No One Knew What to Expect: Breaking the Phoenix Gender Barrier in 1969

The Honorable Mary M. Schroeder.

1968 was not a good year for the world, for the United States, or for my husband, Milt, and me. The Vietnam War and public reactions to it were going so badly that in March, President Lyndon Johnson announced he would not stand for re-election in the fall. In April, Martin Luther King was gunned down in Memphis, sparking nation-wide riots including unrest in our Capitol Hill neighborhood in Washington, D.C. The ruckus drove Milt and me out of our little house at 8½ E Street Southeast and into the Virginia countryside while military units descended on Washington to keep order. Things became even worse when, in June, our great hope for the future, Bobby Kennedy, was shot in Los Angeles in a hotel kitchen, and died a few days later. That summer, the Democrats held a fiasco rather than a convention in Chicago, and in November, Richard Nixon was elected President of the United States.

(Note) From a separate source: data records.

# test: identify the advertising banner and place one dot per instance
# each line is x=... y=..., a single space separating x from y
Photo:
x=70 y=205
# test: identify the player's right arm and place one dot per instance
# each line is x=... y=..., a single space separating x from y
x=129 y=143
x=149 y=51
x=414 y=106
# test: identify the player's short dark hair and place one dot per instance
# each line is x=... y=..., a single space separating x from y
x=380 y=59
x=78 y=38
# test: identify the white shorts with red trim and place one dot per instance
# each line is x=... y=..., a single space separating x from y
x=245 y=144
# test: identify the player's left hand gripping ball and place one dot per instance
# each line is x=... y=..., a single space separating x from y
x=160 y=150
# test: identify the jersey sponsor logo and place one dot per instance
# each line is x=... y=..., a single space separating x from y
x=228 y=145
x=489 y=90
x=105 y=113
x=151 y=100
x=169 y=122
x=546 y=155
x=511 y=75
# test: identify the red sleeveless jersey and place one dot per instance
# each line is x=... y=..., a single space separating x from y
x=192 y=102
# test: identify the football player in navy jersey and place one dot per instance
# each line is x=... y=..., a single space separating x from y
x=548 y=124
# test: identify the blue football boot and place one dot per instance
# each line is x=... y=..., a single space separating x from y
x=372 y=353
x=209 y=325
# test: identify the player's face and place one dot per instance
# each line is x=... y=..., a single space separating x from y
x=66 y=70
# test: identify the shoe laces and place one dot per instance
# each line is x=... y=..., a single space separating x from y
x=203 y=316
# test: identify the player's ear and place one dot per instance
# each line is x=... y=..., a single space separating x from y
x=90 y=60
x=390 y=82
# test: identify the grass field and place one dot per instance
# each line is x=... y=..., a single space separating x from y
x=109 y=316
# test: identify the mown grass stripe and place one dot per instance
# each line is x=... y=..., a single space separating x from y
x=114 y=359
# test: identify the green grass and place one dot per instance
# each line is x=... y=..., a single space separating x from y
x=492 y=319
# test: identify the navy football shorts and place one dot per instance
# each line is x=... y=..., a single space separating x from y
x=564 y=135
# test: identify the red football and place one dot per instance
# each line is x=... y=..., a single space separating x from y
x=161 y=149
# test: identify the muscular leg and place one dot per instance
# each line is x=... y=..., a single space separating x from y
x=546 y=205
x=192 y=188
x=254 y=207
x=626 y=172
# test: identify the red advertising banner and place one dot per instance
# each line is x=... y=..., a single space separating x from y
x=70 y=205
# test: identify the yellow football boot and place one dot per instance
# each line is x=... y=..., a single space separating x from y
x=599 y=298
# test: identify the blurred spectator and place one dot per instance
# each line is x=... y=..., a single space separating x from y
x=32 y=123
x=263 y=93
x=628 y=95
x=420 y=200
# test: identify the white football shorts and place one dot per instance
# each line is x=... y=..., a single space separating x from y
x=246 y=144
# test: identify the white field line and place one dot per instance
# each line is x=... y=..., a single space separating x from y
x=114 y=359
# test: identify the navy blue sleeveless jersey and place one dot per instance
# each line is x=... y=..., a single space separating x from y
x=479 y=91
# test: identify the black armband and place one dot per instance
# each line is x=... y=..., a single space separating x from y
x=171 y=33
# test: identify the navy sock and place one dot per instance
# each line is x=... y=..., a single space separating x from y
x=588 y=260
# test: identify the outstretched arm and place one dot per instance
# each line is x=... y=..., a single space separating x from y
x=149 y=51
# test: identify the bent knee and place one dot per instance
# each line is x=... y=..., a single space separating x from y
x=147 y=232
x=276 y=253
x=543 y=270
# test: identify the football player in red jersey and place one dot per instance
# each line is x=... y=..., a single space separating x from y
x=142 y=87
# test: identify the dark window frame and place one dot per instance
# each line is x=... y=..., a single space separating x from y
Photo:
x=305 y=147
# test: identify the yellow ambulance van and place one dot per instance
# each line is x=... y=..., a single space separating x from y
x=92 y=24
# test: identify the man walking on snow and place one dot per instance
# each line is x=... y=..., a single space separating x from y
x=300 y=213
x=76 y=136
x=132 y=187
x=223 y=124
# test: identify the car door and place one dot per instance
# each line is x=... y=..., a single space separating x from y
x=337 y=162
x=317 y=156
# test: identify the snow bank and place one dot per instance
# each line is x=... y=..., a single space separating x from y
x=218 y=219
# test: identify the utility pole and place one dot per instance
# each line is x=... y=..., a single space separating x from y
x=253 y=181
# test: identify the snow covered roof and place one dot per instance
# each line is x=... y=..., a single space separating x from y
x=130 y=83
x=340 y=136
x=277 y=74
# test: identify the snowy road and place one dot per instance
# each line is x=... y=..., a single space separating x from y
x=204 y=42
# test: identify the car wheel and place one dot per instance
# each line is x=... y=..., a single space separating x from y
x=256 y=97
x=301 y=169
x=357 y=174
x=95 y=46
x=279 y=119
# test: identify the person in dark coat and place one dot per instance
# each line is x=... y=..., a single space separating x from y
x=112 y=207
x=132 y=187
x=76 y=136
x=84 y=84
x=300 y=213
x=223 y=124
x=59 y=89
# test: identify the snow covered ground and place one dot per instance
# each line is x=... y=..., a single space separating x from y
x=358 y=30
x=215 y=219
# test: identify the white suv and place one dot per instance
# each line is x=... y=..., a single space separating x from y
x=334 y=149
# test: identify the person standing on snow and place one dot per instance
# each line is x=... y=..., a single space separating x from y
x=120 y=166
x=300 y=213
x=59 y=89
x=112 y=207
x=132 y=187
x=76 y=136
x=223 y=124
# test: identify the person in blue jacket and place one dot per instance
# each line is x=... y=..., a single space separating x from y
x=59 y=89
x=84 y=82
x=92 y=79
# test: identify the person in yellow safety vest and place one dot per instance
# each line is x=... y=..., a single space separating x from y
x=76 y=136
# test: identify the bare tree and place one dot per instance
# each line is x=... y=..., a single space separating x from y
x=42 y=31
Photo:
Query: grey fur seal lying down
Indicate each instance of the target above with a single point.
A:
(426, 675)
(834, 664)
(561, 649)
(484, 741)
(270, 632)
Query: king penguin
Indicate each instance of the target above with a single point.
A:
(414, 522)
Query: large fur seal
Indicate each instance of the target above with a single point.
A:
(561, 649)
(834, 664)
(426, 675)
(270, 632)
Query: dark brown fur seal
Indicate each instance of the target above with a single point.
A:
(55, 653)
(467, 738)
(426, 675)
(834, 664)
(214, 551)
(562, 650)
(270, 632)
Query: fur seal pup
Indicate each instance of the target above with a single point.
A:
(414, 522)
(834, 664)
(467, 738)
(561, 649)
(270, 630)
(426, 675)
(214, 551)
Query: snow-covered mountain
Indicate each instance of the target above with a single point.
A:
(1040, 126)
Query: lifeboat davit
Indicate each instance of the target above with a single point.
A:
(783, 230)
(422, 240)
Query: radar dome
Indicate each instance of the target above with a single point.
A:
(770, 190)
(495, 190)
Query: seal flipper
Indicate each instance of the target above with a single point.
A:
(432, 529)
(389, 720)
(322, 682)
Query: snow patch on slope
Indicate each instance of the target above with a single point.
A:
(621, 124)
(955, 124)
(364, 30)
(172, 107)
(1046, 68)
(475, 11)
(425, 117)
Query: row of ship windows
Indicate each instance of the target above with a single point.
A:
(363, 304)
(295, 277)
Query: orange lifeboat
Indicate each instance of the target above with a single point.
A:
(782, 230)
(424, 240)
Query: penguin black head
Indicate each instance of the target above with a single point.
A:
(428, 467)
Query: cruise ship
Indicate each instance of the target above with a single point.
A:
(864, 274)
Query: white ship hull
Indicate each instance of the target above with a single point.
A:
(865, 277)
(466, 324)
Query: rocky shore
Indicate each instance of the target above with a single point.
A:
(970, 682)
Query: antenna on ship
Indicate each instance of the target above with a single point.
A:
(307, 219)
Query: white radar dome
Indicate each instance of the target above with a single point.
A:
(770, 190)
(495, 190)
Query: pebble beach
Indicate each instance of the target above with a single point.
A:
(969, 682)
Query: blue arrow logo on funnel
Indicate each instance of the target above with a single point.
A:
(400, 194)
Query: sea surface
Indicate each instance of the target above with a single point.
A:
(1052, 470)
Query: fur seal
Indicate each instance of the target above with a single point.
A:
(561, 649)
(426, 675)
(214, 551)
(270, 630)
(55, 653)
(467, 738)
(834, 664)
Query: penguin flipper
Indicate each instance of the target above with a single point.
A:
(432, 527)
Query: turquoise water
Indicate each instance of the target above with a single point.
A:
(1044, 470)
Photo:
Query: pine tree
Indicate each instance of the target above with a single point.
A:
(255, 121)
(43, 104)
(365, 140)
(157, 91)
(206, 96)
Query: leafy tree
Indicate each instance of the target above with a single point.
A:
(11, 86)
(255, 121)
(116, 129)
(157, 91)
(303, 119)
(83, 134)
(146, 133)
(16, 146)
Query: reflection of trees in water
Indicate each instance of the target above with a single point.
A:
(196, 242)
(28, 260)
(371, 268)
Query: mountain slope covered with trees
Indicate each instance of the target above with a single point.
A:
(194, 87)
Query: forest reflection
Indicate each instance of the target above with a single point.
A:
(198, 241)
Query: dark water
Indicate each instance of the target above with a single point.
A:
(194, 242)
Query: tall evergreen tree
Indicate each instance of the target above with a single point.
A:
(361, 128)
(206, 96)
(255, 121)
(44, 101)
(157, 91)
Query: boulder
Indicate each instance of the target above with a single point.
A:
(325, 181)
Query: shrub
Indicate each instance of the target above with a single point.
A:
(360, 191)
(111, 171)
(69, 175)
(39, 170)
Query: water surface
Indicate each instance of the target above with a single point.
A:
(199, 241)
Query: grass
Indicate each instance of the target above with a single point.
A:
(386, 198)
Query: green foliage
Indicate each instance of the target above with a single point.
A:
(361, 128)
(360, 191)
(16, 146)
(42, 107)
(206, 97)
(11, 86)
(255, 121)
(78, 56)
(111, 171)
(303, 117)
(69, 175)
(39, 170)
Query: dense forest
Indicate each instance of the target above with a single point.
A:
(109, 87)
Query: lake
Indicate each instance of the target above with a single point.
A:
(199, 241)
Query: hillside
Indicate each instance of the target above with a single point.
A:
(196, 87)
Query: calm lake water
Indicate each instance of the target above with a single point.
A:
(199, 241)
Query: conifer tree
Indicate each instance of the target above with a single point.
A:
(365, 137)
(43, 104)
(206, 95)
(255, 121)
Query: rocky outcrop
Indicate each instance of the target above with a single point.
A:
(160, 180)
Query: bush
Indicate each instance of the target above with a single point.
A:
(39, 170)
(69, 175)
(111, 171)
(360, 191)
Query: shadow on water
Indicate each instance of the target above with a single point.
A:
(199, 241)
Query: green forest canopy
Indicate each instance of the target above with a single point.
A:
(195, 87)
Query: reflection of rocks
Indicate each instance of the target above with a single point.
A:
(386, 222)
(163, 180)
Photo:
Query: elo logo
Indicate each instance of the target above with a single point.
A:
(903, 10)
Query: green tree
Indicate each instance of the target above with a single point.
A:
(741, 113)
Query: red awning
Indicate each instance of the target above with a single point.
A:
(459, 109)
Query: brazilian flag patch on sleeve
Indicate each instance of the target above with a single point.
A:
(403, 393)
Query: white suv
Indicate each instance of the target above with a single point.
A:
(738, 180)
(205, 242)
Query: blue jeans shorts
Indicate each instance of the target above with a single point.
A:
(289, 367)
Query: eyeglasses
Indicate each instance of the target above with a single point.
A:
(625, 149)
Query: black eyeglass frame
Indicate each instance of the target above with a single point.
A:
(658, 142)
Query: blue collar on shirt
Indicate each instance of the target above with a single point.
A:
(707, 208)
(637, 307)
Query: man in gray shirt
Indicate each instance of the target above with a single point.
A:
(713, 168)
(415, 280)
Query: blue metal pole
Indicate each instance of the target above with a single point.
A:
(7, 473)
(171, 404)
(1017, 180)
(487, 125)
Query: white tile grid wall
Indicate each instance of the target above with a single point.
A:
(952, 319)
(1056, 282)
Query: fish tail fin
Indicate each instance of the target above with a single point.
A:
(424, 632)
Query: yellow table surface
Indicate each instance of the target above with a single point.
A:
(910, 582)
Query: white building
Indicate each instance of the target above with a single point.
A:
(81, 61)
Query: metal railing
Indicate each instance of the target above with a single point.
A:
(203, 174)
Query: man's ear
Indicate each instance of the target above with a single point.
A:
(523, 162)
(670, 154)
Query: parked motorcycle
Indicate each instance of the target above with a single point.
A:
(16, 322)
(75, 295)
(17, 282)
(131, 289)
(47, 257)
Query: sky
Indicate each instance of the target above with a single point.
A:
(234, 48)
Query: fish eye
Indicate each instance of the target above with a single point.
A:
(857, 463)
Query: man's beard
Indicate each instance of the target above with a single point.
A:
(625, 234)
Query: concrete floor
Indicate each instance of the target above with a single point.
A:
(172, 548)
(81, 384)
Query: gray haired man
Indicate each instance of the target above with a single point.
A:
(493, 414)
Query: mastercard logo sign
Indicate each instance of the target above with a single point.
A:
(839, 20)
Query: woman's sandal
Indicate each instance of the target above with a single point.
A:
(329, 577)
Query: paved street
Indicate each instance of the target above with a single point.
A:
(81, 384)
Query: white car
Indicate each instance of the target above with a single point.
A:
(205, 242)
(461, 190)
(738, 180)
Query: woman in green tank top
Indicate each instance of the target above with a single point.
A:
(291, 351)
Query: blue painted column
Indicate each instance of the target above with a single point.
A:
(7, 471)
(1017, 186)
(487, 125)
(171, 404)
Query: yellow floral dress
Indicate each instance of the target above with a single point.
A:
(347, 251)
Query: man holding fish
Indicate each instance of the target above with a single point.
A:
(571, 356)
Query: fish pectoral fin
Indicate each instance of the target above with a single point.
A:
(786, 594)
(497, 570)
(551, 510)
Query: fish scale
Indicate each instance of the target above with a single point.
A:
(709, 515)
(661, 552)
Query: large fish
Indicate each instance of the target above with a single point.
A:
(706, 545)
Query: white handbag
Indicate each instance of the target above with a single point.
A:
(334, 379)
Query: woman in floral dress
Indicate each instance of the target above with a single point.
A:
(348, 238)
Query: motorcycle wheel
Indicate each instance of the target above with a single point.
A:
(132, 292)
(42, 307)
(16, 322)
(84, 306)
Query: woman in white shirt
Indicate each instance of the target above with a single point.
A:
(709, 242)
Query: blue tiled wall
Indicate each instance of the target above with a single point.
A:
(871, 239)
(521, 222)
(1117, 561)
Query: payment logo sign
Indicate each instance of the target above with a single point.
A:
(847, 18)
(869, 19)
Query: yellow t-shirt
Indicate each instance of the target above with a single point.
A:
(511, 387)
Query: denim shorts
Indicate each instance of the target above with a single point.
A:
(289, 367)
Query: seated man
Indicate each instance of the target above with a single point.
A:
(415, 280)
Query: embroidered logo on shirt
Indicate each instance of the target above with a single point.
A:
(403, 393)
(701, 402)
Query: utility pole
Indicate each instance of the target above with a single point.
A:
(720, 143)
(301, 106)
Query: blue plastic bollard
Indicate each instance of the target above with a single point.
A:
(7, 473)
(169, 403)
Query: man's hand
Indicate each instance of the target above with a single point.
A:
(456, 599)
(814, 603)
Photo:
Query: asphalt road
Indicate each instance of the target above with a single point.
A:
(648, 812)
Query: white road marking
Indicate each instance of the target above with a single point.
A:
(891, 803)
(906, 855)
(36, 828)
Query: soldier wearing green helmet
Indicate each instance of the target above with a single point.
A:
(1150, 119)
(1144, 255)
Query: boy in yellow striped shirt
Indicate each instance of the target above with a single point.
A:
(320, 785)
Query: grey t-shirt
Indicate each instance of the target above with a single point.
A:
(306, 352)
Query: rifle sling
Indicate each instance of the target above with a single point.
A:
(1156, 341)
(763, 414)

By Christmas of 1968, Milt and I had tentatively decided to move so that he could go into law school teaching. Our decision became firm in January 1969, when a number of what appeared to be highly unqualified men took over the top slots in the Department of Justice, where I was a trial attorney in the Civil Division. They tried to reform the Department by making it more like the private sector. One “innovation” was to have all Justice Department attorneys keep time records like lawyers in private practice. Rumor had it that the antitrust division threatened to strike because nothing on the forms matched what they did. Little did we dream in the winter of 1969 that a number of those top Justice Department appointees would eventually wind up in prison after the Watergate scandal. But we did know that it was time to leave Washington.